The Federal Government has announced plans to construct 100,000 social housing units across Nigeria’s 774 Local Government Areas to support vulnerable groups.
Speaking at the Real Estate Future Forum in Riyadh, Saudi Arabia, Minister of Housing and Urban Development, Ahmed Dangiwa, urged global investors to explore Nigeria’s housing market.
“Nigerians need homes now more than ever, and you can partner with the government to deliver these houses at scale,” he told journalists.
Dangiwa stated that Nigeria’s housing deficit of 28 million units is caused by growing urbanization.
To address this, the government is prioritizing large-scale housing projects through public-private partnerships, innovative financing, and streamlined land acquisition processes.
He stressed that balancing affordability and returns remains a challenge, but assured investors of incentives such as low-interest financing, pre-completion sales and bank purchase guarantees.
Dangiwa highlighted efforts to improve sustainability, including energy-efficient buildings, local materials and modular housing technology.
The establishment of Building Materials Manufacturing Hubs across Nigeria’s six geopolitical zones is expected to cut costs and create jobs.
To improve homeownership accessibility, he revealed plans to recapitalize the Federal Mortgage Bank of Nigeria with ₦500 billion and introduce a Real Estate Investment Fund aimed at lowering mortgage interest rates from 28-30% to 12%.
Rent-to-own plans and monthly rental assistance items are also being launched to make houses more accessible to Nigerians with lower incomes.
The Minister also emphasised Nigeria’s commitment to digitising land registration in conjunction with the World Bank, with the goal of increasing transparency and making transactions easier.

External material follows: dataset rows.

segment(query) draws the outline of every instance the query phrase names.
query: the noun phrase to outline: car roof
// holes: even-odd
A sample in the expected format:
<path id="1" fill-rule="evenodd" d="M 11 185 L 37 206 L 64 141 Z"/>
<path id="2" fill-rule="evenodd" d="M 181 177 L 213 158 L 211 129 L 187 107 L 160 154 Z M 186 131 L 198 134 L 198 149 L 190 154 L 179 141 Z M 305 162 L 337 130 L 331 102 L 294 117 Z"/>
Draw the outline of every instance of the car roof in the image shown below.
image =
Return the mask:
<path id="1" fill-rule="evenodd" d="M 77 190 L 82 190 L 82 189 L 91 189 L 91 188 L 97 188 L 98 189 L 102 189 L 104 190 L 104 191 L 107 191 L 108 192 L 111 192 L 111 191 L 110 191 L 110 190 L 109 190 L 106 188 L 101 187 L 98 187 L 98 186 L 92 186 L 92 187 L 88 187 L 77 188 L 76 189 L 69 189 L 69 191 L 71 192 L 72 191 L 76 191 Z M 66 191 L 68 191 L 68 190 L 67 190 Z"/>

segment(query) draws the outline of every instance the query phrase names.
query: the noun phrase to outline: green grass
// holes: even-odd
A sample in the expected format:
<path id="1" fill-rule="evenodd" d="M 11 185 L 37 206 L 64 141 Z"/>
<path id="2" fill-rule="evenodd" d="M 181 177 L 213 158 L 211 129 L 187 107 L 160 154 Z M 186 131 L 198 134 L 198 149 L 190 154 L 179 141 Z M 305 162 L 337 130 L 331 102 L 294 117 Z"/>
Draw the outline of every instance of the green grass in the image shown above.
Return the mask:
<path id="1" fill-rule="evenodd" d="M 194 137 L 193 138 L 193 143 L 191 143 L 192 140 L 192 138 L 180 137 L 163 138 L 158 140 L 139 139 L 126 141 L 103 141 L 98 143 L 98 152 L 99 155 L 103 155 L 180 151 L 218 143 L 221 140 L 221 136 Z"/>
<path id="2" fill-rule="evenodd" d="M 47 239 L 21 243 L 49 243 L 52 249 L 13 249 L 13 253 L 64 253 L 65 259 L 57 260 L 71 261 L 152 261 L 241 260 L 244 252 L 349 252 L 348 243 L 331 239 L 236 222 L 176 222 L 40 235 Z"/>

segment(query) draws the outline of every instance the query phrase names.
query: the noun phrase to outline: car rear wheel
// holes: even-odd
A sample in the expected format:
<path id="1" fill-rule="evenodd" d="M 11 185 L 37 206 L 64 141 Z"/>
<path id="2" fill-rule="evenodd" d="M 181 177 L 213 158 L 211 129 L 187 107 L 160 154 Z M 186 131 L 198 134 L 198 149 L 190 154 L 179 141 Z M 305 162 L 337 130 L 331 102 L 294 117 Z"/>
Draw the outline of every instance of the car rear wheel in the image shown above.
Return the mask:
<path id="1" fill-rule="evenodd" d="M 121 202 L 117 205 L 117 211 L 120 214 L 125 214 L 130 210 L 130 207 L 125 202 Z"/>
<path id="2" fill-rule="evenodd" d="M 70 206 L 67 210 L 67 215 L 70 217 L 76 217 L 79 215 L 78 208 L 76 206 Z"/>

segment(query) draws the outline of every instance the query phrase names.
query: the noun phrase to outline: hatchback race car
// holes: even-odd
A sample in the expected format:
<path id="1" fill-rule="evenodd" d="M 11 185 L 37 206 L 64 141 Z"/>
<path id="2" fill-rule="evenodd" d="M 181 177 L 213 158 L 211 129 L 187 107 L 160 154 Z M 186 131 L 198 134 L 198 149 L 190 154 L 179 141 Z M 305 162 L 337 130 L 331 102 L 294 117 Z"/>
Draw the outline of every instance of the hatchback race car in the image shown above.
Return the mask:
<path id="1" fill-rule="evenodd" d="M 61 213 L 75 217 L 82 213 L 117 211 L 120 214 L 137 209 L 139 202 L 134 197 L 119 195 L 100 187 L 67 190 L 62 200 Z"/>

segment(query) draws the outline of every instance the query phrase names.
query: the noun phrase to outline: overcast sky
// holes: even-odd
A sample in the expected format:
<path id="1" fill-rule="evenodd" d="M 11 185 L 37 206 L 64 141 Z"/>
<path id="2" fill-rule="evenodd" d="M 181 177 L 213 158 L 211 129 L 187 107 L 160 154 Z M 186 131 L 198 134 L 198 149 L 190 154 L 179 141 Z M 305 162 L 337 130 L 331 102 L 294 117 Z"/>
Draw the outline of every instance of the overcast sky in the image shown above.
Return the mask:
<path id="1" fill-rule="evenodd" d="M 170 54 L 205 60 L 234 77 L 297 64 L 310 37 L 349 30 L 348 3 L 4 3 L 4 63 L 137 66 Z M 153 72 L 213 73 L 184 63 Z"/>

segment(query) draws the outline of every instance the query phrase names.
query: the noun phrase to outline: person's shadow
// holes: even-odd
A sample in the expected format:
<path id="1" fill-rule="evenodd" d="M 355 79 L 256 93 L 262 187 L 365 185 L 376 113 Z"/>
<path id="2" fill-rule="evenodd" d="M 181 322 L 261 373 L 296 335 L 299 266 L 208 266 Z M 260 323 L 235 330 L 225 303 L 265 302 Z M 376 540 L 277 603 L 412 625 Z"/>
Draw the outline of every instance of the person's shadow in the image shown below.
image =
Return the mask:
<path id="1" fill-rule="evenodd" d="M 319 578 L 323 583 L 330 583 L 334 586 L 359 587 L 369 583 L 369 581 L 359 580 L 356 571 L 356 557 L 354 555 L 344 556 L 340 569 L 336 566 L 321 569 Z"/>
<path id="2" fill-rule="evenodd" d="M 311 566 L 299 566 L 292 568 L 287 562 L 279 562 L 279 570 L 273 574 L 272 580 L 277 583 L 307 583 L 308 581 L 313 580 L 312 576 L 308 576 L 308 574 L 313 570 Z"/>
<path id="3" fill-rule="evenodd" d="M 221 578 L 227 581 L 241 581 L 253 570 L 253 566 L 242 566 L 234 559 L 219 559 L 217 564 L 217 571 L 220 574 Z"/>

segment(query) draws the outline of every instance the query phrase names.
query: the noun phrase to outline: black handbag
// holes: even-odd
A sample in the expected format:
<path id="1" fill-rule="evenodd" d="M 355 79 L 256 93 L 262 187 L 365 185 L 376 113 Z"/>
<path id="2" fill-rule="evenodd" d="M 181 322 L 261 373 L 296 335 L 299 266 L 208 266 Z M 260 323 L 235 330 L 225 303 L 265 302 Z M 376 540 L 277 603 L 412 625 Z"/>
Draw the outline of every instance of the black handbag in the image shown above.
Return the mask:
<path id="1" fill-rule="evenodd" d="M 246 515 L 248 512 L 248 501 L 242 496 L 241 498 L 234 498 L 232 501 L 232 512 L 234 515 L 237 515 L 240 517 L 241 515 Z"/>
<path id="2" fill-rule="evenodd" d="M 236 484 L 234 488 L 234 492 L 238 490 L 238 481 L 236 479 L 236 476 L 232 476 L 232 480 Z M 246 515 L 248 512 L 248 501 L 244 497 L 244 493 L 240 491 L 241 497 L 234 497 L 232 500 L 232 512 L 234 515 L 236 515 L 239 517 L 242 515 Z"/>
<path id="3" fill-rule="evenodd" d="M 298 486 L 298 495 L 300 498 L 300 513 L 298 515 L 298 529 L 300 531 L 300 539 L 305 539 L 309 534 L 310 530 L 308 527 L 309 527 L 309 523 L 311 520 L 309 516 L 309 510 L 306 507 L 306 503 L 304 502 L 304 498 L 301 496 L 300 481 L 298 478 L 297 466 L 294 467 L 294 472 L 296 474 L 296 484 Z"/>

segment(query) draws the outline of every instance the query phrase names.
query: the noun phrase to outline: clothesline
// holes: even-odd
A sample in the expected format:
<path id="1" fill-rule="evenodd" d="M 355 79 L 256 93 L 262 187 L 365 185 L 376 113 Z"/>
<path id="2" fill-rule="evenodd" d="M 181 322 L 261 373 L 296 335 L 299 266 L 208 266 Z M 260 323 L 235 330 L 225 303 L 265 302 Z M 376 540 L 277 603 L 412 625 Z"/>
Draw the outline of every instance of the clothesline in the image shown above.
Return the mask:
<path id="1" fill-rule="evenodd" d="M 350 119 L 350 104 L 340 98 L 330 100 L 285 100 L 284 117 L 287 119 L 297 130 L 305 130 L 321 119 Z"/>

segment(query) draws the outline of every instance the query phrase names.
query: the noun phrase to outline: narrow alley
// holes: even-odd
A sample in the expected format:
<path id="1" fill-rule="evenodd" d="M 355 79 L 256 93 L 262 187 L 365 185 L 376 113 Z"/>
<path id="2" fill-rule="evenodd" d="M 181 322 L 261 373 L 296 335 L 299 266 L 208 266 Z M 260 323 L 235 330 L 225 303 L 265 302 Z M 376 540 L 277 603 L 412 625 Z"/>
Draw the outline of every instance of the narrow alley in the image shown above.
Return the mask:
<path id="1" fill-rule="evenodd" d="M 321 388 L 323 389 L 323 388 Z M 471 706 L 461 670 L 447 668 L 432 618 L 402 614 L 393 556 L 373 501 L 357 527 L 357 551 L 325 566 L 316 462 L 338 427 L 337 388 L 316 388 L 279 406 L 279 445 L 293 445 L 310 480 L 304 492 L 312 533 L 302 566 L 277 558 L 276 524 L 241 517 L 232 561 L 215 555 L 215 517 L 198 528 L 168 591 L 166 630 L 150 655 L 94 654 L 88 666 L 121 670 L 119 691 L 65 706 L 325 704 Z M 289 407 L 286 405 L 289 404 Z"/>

Declaring that the Nigerian real estate sector is “open for business,” Dangiwa reaffirmed the government’s commitment to strong policies, regulatory reforms and investment-friendly incentives.
While acknowledging concerns about balancing affordability and returns, he stressed that “smart policies, innovative financing and sustainable construction” can spur real estate growth without compromising investor returns.